O Fortaleza merecia essa derrota? Sim, foi muito passivo dentro de campo! O que não consigo entender é o comportamento do time cearense depois da expulsão. Teve alguns ataques, conseguiu criar algumas chances. Mas o que pareceu, foi que a equipe sentiu demais a ausência do jogador que foi expulso e simplesmente parou de jogar, ainda mais, depois do segundo gol. Faltou força mental para manter um ímpeto ofensivo capaz de incomodar a defesa do botafoguense! Não falo que o time que tem um jogador a menos, tem que se atirar ao ataque de forma desorganizada, mas de buscar um equilíbrio: reforçar a defesa, sim, mas também contra-atacar com perigo.
Nesse sentido, a decisão do técnico Renato Paiva de tirar o Dayveson, o centroavante, o centro avante da equipe, foi equivocada. Ele poderia ainda ser útil, mesmo com um jogador a menos. Eu teria tirado um meio-campista e esperado pelo segundo tempo para avaliar a reação da equipe cearense. Com Dayverson em campo, havia a possibilidade real de empatar, mesmo depois do gol do Botafogo, porque centroavante vive de achar espaço e finalizar. O grande erro do Fortaleza foi se encolher na defesa. Após o segundo gol sofrido, a situação piorou: o Botafogo aproveitou bem os espaços e, mesmo com o adversário recuado, encontrou brechas para atacar. Isso me irrita em técnicos retranqueiros, pensar apenas em se defender pode até ser um pensamento de segurança, mas sem atacar, não se faz gol, sem gols não existe resultado. Essa postura, na minha opinião, selou a derrota do Fortaleza.
O Botafogo fez, basicamente, um jogo perfeito. É claro que se beneficiou da expulsão do Mancha, mas, ainda assim, fez exatamente o que precisava fazer. Não cometeu erros: atacou quando foi necessário, foi eficiente quando finalizou, controlou a partida, manteve a posse de bola durante a maior parte do tempo e não permitiu que o adversário jogasse. Uma crítica que costumo fazer ao Botafogo é a oscilação de intensidade. Muitas vezes a equipe começa o jogo em ritmo forte e, ao longo do jogo ou em um dos tempos dentro do mesmo jogo, a equipe perde intensidade. Em outras ocasiões, o problema é o oposto: a equipe entra mal no jogo e só melhora no segundo tempo. Contra o Cruzeiro, por exemplo, no Engenhão, o time começou muito mal e só reagiu na metade do segunda etapa. Inclusive, nesse jogo contra o Cruzeiro, a equipe botafoguense só foi começar a reagir depois que o jogo já estava praticamente perdido.
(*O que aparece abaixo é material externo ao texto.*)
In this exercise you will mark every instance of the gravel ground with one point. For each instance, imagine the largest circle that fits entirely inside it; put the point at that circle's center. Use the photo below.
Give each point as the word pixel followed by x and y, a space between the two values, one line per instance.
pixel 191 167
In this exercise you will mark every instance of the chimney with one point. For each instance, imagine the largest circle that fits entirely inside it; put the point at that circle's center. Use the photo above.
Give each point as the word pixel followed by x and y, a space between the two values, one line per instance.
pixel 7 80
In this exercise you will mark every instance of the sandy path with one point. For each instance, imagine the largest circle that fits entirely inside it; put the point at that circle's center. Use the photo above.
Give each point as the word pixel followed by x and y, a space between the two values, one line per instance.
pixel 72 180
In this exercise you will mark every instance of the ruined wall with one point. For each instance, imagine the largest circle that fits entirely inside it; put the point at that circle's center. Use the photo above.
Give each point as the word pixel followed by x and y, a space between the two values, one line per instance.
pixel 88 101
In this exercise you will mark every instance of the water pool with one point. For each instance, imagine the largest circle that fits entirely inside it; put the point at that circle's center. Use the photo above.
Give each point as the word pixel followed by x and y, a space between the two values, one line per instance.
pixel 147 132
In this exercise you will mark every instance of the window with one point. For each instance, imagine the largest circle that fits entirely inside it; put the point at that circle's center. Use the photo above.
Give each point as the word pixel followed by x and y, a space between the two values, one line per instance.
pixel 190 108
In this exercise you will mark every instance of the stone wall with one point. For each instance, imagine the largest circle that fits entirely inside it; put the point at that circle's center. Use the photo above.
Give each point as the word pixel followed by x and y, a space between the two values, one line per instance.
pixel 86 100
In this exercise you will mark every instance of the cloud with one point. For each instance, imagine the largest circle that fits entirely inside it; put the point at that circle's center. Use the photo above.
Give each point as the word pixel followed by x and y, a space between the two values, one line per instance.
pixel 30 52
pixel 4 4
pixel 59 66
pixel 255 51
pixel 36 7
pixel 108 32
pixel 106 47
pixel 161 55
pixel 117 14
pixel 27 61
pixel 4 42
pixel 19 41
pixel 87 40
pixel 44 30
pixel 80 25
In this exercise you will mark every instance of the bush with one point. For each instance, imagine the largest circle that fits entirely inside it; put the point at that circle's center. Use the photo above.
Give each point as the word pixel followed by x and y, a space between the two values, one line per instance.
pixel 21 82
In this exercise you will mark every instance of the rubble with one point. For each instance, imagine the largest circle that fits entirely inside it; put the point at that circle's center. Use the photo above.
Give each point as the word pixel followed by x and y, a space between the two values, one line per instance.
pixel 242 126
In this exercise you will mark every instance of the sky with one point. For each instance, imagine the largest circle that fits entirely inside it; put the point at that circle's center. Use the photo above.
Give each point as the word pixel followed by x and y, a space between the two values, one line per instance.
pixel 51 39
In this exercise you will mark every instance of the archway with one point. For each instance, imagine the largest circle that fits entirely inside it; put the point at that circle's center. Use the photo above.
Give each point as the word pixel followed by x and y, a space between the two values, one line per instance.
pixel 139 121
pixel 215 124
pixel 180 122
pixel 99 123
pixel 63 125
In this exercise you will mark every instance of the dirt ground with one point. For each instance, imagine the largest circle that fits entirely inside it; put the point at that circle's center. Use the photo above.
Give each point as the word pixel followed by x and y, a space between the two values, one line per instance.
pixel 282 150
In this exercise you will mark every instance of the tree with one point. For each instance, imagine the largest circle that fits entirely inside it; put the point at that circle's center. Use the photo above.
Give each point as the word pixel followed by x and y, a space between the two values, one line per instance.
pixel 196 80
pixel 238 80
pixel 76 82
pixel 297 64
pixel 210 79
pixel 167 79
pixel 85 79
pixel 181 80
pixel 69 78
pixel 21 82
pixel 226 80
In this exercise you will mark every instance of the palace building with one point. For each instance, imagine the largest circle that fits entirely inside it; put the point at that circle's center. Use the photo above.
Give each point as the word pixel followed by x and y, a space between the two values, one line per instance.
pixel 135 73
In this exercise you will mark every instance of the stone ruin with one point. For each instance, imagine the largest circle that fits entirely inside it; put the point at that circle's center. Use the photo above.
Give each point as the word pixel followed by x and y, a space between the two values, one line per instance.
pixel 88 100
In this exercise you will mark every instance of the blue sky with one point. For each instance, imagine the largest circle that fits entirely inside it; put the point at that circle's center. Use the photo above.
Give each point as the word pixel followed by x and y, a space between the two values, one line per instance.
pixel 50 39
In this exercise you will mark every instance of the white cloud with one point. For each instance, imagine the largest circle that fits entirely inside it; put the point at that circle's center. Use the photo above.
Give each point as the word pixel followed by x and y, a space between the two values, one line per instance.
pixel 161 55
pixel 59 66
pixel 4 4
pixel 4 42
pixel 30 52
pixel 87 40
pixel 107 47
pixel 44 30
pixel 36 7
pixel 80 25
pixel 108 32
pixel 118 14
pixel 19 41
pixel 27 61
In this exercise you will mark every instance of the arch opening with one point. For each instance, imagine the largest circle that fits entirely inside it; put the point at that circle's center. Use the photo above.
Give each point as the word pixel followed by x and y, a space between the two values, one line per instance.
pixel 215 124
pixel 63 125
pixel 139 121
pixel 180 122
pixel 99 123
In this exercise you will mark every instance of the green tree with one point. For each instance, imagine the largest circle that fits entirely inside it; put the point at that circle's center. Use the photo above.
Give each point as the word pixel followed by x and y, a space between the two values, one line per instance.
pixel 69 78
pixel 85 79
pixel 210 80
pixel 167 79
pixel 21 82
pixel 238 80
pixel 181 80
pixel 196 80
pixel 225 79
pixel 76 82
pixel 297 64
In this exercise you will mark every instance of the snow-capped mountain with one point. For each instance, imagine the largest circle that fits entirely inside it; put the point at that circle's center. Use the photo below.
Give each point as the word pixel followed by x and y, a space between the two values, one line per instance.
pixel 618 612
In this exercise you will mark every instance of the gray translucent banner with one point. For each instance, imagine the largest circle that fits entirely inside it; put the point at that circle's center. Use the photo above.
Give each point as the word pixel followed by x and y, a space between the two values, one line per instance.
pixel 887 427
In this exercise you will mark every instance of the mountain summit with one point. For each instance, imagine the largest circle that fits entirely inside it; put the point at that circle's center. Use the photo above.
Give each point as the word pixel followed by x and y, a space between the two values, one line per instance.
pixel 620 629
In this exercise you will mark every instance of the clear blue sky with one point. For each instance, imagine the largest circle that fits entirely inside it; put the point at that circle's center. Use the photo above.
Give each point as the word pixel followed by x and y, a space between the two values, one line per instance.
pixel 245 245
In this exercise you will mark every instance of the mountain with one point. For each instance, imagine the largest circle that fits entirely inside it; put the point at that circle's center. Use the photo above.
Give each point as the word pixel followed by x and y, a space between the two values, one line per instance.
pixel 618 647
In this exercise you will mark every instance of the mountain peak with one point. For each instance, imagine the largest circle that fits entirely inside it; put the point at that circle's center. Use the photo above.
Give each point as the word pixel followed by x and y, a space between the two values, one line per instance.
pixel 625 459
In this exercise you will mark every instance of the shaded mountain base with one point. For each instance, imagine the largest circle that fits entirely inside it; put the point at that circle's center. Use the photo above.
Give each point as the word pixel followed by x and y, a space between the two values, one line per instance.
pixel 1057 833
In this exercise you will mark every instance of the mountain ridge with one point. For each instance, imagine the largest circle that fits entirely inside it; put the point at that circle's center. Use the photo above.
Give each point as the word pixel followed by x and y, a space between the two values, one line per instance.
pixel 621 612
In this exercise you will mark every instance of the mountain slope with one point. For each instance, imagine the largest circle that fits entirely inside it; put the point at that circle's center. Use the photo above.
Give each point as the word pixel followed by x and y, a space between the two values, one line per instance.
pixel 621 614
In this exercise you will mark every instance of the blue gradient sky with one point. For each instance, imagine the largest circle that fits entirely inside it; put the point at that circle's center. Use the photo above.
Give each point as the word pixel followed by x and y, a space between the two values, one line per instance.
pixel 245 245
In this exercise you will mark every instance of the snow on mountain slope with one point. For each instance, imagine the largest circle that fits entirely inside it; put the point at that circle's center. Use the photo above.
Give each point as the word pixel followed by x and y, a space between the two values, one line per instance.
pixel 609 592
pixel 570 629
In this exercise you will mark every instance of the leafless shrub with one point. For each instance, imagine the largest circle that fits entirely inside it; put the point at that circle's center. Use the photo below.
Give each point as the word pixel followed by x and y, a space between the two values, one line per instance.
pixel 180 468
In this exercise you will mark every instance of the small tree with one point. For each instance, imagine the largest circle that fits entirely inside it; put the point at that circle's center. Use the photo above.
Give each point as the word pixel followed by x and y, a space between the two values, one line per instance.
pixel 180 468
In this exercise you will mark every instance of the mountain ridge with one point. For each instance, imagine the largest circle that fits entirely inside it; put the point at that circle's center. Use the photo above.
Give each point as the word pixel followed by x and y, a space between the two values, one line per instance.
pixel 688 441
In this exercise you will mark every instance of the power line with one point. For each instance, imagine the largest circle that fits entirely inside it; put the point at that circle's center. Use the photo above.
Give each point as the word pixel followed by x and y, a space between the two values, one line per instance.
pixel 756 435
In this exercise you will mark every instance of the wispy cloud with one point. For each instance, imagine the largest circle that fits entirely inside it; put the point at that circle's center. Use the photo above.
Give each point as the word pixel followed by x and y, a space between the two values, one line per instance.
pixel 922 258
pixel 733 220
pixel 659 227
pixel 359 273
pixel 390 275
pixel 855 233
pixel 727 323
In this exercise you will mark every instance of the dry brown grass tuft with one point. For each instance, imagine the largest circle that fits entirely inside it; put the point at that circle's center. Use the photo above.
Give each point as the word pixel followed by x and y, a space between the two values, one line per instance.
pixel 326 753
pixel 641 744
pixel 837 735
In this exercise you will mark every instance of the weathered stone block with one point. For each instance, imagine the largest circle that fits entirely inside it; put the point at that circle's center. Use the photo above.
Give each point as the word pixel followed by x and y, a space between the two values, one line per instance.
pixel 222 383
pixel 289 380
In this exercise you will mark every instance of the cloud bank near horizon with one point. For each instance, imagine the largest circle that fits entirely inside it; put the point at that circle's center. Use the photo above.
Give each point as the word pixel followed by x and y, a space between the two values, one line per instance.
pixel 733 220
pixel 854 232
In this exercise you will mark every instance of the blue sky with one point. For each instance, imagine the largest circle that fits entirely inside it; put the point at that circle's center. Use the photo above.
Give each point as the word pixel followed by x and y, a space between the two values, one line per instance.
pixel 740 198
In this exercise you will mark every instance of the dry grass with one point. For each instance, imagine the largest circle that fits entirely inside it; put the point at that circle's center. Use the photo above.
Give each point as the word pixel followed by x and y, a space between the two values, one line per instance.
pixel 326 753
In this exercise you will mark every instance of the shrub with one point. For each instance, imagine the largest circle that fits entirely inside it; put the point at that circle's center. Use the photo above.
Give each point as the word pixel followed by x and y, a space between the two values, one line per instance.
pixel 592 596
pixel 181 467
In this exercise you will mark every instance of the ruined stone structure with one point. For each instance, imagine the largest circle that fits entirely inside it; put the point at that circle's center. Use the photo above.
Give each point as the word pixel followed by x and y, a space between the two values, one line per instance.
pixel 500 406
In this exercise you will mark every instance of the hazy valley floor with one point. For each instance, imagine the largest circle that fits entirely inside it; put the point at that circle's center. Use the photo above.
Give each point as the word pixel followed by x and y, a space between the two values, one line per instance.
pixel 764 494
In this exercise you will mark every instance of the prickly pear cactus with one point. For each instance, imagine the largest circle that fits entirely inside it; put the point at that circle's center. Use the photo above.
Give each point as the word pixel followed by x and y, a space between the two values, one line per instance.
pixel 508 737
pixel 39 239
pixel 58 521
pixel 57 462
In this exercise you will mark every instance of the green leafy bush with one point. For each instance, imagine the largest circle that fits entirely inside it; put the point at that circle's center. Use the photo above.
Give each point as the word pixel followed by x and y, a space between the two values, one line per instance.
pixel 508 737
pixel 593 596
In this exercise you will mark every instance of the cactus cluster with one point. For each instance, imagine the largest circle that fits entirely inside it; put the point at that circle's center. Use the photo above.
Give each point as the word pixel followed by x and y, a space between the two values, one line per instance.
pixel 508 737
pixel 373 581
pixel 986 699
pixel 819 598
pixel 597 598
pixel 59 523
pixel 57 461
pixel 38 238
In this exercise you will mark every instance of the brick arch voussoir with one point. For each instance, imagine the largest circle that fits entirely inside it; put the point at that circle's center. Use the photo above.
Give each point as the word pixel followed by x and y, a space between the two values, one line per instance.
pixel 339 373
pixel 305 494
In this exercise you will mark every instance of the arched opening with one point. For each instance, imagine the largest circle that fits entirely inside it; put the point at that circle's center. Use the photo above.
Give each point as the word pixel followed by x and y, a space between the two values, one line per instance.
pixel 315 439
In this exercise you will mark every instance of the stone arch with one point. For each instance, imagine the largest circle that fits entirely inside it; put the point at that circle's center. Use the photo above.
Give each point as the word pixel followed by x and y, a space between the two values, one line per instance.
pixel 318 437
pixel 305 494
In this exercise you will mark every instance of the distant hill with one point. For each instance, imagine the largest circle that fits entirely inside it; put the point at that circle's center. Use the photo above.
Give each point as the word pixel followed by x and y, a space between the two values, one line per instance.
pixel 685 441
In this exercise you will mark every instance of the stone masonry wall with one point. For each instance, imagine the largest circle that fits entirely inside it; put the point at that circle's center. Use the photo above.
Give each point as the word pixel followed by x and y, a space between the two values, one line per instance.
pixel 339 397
Já contra o RB Bragantino, também no Engenhão, foi o contrário: o primeiro tempo foi muito bom, mas houve queda de rendimento depois do intervalo.
Nesse jogo contra o Fortaleza, o Botafogo teve um primeiro tempo muito forte. Quando percebeu que poderia perder intensidade, passou a controlar a posse, permitiu que o Fortaleza trocasse passes no campo de defesa e se organizou bem em blocos médios e baixos. Ao mesmo tempo, conseguia levar a bola ao ataque com facilidade, o que contribuiu para construir o placar elástico. Tenho certeza de que, se o Fortaleza tivesse permanecido com 11 em campo, o resultado não teria sido tão amplo, mas ainda assim o resultado seria positivo para o Botafogo. E muito provavelmente teria ganho com dois ou três gols de diferença!